No leaders?  Alicia Garza, Ashley Yates, Patrisse Cullors, Opal Tometi, Jameila White, Cat Brooks, Alexis Templeton, Brittany Ferrel, Zakiya Jemmott.  Maybe the reason Oprah Winfrey can’t see them is because they’re women?  Try Larry Fellows III.  Zachary Murray.  This is a leaderful movement.
BLM’s real offense is that they have embraced the slogan “This is not your grandparents’ civil rights movement.”  That ruffles a lot of feathers, because the grandparents’ civil rights movement has been cast as the gold standard of U.S. activism.  What the youth are saying may sound, to those who were part of the civil rights movement of the sixties (or want to believe or pretend they were), like a dismissal of their proudest accomplishments.  It’s not.  Millennial activists are not trying to deny the importance of what has come before; they’re just saying, “That was then, this is now, you did your part, we’re going to do ours our way.”
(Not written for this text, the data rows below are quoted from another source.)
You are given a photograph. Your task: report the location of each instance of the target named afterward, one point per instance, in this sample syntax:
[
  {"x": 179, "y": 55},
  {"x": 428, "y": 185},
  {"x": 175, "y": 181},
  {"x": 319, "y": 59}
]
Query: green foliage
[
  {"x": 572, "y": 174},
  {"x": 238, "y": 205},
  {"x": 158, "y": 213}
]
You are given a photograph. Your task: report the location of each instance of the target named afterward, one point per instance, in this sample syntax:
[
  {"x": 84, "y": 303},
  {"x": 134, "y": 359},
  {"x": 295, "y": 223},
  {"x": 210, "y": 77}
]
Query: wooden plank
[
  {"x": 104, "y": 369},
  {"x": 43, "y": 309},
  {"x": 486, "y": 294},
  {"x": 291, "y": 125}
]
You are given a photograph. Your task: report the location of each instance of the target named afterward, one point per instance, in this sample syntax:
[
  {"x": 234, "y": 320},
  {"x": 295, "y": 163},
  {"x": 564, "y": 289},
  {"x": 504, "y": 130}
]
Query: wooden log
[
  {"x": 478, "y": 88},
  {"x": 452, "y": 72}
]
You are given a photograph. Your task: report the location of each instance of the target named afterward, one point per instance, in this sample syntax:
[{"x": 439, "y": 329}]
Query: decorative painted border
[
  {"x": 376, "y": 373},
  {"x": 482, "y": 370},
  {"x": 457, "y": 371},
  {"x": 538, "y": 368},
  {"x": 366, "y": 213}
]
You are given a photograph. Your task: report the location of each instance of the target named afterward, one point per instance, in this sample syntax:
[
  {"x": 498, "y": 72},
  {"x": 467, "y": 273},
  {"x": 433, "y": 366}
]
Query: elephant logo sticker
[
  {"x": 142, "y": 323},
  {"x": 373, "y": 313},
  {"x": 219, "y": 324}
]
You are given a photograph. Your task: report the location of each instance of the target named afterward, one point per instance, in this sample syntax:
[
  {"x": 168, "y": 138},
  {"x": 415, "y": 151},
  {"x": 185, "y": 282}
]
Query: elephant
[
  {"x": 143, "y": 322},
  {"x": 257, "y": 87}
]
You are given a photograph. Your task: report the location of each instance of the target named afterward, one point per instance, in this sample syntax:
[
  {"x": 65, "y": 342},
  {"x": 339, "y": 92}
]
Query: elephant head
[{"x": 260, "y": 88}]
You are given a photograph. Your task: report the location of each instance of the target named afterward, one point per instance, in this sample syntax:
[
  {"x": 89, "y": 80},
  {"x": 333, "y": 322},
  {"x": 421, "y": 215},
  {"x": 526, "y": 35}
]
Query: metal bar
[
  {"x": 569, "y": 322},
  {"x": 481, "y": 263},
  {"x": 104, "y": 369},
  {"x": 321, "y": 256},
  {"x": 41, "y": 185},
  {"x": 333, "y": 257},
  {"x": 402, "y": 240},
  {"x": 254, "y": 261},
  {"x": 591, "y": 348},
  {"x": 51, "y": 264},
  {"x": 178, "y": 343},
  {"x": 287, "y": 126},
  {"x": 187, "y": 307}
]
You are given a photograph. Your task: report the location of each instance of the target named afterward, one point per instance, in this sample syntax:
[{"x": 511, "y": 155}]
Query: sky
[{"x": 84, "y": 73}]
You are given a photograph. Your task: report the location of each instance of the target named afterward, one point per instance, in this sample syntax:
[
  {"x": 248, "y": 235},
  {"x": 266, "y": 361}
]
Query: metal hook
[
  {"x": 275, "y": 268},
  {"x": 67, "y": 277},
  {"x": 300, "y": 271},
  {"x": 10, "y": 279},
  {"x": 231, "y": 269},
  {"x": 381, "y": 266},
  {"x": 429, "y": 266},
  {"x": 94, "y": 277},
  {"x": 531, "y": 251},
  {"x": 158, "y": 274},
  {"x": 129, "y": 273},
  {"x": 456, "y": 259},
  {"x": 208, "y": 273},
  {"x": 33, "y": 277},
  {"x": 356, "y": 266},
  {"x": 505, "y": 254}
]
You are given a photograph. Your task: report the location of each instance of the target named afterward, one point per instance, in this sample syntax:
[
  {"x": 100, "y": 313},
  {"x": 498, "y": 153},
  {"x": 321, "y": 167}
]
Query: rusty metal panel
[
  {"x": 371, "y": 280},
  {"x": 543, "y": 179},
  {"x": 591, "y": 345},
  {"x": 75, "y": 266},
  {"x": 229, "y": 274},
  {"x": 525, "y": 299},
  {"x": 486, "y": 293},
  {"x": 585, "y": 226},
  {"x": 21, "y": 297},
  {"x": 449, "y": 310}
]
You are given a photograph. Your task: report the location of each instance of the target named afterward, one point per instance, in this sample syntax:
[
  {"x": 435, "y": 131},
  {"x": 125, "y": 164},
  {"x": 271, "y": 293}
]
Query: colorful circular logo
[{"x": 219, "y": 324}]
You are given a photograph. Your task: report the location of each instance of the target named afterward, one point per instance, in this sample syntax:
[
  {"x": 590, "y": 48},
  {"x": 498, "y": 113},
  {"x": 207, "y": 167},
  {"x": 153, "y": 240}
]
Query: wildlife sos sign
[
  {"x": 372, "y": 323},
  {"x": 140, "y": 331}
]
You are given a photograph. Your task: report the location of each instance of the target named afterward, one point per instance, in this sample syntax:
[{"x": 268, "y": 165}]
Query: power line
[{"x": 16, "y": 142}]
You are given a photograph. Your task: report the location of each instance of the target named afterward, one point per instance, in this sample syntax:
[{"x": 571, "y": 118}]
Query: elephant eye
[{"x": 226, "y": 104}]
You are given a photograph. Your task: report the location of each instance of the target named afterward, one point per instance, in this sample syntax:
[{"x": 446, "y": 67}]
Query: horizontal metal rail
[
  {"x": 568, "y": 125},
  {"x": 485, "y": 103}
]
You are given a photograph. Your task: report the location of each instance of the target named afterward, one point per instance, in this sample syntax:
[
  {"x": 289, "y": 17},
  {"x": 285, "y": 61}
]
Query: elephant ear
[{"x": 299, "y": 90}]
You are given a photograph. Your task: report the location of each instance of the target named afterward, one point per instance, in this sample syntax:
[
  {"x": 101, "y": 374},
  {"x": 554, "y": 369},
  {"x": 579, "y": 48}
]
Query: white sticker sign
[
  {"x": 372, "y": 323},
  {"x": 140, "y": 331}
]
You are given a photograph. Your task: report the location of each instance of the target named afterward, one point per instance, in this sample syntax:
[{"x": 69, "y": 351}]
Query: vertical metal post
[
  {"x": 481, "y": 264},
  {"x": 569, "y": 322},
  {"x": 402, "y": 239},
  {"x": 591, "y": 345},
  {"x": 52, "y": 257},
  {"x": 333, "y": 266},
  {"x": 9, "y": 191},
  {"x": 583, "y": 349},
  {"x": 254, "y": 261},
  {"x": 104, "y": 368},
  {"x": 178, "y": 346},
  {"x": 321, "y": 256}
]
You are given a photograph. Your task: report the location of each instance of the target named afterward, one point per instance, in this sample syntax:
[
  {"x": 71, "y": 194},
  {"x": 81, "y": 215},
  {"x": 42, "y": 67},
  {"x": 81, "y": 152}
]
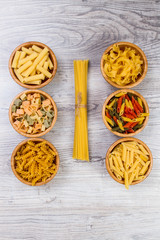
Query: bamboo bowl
[
  {"x": 38, "y": 134},
  {"x": 15, "y": 152},
  {"x": 29, "y": 44},
  {"x": 111, "y": 148},
  {"x": 122, "y": 45},
  {"x": 146, "y": 110}
]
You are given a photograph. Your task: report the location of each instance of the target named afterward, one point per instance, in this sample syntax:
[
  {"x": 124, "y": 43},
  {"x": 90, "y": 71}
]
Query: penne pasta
[
  {"x": 44, "y": 71},
  {"x": 129, "y": 162},
  {"x": 15, "y": 59}
]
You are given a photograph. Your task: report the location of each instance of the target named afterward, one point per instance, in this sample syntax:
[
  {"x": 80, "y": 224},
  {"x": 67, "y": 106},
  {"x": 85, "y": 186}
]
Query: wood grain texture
[{"x": 83, "y": 201}]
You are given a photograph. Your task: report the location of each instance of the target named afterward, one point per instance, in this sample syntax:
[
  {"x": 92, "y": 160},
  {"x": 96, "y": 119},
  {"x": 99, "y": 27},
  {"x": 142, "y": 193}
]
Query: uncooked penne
[
  {"x": 26, "y": 59},
  {"x": 45, "y": 72},
  {"x": 129, "y": 162},
  {"x": 36, "y": 48},
  {"x": 19, "y": 76},
  {"x": 33, "y": 78},
  {"x": 15, "y": 59},
  {"x": 33, "y": 64},
  {"x": 24, "y": 67},
  {"x": 26, "y": 50}
]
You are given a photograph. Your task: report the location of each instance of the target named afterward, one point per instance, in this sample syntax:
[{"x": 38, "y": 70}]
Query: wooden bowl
[
  {"x": 15, "y": 152},
  {"x": 126, "y": 140},
  {"x": 52, "y": 57},
  {"x": 122, "y": 45},
  {"x": 38, "y": 134},
  {"x": 146, "y": 110}
]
In the movie “Budrus,” about the Palestinian nonviolent movement, 16-year-old Iltezam Morar says, “All my life, I heard people talking about the First Intifada, the First Intifada.  This is my turn.”  Every generation of activists needs to make that break, find their own form of struggle.  In my day, it was all about affinity groups and six-hour direct action trainings.  I still think that’s a good idea, but it doesn’t fit so well with the quick click lifestyle.  Most younger activists are getting their training on the street.
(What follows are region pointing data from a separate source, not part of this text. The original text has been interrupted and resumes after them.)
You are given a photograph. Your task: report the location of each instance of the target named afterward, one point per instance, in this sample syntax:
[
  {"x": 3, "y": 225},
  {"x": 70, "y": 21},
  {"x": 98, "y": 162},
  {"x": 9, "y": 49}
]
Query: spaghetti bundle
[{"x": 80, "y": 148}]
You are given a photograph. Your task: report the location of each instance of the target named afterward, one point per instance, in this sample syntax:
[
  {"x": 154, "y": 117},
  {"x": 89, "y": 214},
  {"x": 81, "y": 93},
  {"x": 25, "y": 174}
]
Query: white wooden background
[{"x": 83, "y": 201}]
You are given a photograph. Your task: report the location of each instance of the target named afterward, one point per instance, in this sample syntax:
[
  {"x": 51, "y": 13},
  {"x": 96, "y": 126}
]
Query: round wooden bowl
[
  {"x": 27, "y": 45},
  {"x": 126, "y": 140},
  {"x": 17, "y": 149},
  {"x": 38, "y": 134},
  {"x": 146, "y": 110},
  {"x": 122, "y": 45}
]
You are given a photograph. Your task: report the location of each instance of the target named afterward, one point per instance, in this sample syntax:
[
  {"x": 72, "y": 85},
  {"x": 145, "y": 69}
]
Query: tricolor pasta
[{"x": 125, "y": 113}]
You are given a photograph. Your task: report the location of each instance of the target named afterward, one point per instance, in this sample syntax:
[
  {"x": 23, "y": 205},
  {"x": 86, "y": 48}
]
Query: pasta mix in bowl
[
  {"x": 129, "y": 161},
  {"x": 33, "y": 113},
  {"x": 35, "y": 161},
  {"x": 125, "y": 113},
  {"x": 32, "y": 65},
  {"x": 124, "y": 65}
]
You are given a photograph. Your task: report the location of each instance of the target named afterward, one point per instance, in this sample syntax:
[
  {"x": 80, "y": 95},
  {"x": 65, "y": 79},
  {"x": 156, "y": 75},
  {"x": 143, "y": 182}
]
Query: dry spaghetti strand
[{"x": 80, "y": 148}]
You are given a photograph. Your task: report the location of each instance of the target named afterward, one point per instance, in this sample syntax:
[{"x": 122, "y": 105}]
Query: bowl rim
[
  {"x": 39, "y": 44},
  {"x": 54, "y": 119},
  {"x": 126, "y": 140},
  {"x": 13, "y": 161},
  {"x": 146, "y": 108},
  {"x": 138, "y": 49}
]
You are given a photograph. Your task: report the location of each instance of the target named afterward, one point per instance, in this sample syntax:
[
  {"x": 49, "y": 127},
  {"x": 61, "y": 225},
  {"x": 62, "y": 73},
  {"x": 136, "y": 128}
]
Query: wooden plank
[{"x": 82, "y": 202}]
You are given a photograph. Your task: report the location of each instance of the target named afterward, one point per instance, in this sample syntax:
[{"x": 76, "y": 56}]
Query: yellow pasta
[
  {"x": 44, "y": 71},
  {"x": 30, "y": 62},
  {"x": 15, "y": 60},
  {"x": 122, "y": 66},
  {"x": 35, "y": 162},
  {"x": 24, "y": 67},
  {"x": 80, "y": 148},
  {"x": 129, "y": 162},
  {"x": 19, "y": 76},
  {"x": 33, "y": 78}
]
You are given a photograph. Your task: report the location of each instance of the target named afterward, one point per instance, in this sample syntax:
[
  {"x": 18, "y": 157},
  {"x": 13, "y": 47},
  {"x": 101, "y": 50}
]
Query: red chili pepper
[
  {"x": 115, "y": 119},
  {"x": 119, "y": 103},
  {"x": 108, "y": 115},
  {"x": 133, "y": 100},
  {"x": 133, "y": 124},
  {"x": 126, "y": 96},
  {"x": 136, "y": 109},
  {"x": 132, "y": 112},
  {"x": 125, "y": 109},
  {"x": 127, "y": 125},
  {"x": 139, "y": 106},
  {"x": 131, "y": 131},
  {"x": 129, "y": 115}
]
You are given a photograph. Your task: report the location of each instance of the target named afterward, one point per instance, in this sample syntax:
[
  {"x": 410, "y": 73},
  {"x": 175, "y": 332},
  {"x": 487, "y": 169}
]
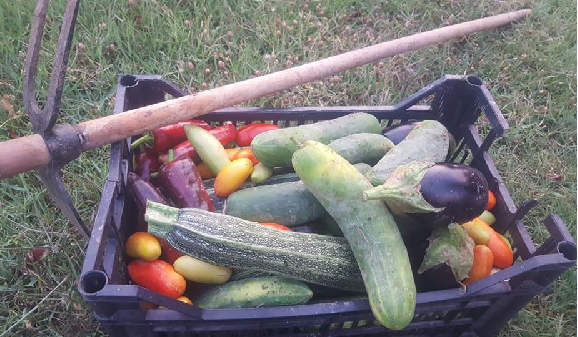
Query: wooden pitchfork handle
[{"x": 32, "y": 152}]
The civil rights movement is a mythical yardstick for new movements.  It was never one thing.  As has been well documented in so many books and articles they would probably reach from New York to California, there were movements for Black freedom in hundreds of towns and cities in the fifties and sixties.  The “civil rights movement” included innumerable organizations, not all of whom liked each other, from the NAACP to SNCC to the Organization of Afro American Unity.  Many of the people who marched in Selma considered Ella Baker, Ruby Doris Smith Robinson, Diane Nash, Bob Moses and Ivanhoe Donaldson more significant leaders than Martin Luther King, Jr.  When Freedom Riders nicknamed Dr. King “De Lawd,” it was not out of respect.
 
People who suggest that the Black Lives Matter activists should be doing today what Dr. King did in 1965 ignore the fact that King and others founded Southern Christian Leadership Conference in 1957, following a year of activism around the Montgomery Bus Boycott, which itself grew out of years of similar actions that failed to capture widespread attention and thus spark a movement.  By the time King was invited to the White House, he had been in jail numerous times.  In part because of the ability to spread information about actions quickly across distance, #BLM has been able to coalesce around its messages much faster.  In 1970, activists Carol Wilson and Patricia Jackson drove across country to spread literature and news about the women’s movement.  Now you can post a picture on Tumblr and the next day see someone across the world holding up the same image.

Mainstream critics like Oprah want #BLM to hurry up and institutionalize, get an office, rein in its brilliant semi-spontaneous unpredictability in favor of choreographed nondisruptive protests, and lobby for short-term policy changes.  If I thought there was any chance that would happen, I would lay out the reasons it’s a terrible idea.  But I’m pretty sure the movement is just getting started.  Hopefully, the skeptics are just about done.